Can you get a macular hole in both eyes?

Can you get a macular hole in both eyes?

Can you get a macular hole in both eyes?

Macular holes usually affect one eye, rather than both, although it is possible for both eyes to be affected by macular holes. Macular holes usually develop over time, so you may not notice any symptoms until your vision is affected.

What is macular eye surgery?

Although some macular holes can seal themselves and require no treatment, surgery is necessary in many cases to help improve vision. In this surgical procedure – called a vitrectomy – the vitreous gel is removed to prevent it from pulling on the retina and replaced with a bubble containing a mixture of air and gas.

Where is the macula in the right eye?

The macula is located near the center of the retina; its function is to process harp, clear, straight-ahead vision. The retina is the paper-thin tissue that lines the back of the eye and contains the photoreceptor (light sensing) cells (rods and cones) that send visual signals to the brain.

Do macular holes go away?

It is important to keep these appointments because although the macular hole might not get worse for a while, it will almost never go away by itself. If your vision is decreased and the macular hole is small, your doctor may recommend the use of a drug or gas bubble that is injected into the eye.

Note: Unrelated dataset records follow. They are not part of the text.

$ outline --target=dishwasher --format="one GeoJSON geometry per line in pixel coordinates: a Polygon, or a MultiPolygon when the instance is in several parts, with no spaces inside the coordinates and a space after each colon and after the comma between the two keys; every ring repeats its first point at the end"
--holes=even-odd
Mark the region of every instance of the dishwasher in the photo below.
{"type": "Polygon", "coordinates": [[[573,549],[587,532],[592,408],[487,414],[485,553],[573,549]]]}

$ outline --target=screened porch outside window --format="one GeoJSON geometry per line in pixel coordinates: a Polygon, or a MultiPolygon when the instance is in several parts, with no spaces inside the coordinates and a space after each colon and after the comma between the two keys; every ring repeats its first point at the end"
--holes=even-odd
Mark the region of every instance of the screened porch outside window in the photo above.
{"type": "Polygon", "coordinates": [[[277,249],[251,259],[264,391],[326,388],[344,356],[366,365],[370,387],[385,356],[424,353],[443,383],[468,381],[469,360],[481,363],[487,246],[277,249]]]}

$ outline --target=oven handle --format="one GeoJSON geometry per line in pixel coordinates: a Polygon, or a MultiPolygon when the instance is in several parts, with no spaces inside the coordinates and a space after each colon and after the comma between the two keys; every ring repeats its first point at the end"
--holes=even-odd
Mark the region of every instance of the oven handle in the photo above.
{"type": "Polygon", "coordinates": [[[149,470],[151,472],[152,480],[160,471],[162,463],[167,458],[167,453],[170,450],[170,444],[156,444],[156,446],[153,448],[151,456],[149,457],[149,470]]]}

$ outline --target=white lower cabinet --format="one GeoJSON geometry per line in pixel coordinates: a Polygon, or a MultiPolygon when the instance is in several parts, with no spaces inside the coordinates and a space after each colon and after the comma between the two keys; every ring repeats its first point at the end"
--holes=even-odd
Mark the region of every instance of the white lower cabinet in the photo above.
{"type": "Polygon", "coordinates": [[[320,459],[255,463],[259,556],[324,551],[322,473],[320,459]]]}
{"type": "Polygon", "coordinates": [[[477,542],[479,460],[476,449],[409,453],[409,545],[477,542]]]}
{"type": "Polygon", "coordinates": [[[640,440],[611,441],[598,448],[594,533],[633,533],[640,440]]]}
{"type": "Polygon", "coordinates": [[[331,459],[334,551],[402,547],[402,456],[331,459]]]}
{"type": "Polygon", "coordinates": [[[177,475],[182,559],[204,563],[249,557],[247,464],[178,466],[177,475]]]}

Why is the macula so important?

The macula is part of the retina at the back of the eye. It is only about 5mm across but is responsible for our central vision, most of our colour vision and the fine detail of what we see. The macula has a very high concentration of photoreceptor cells – the cells that detect light.

Can macular hole be treated with laser?

Macular holes have not been treated with the laser because of the rarity of subsequent total retinal detachment (RD). The authors attempted to clear the subretinal fluid of the halo by laser coagulation of the rim of the hole.

What is the macula responsible for?

It is the part of the retina that is responsible for sharp, detailed central vision (also called visual acuity). The macula lutea, also called fovea, contains a very high concentration of cones. These are the light-sensitive cells in the retina that give detailed central vision.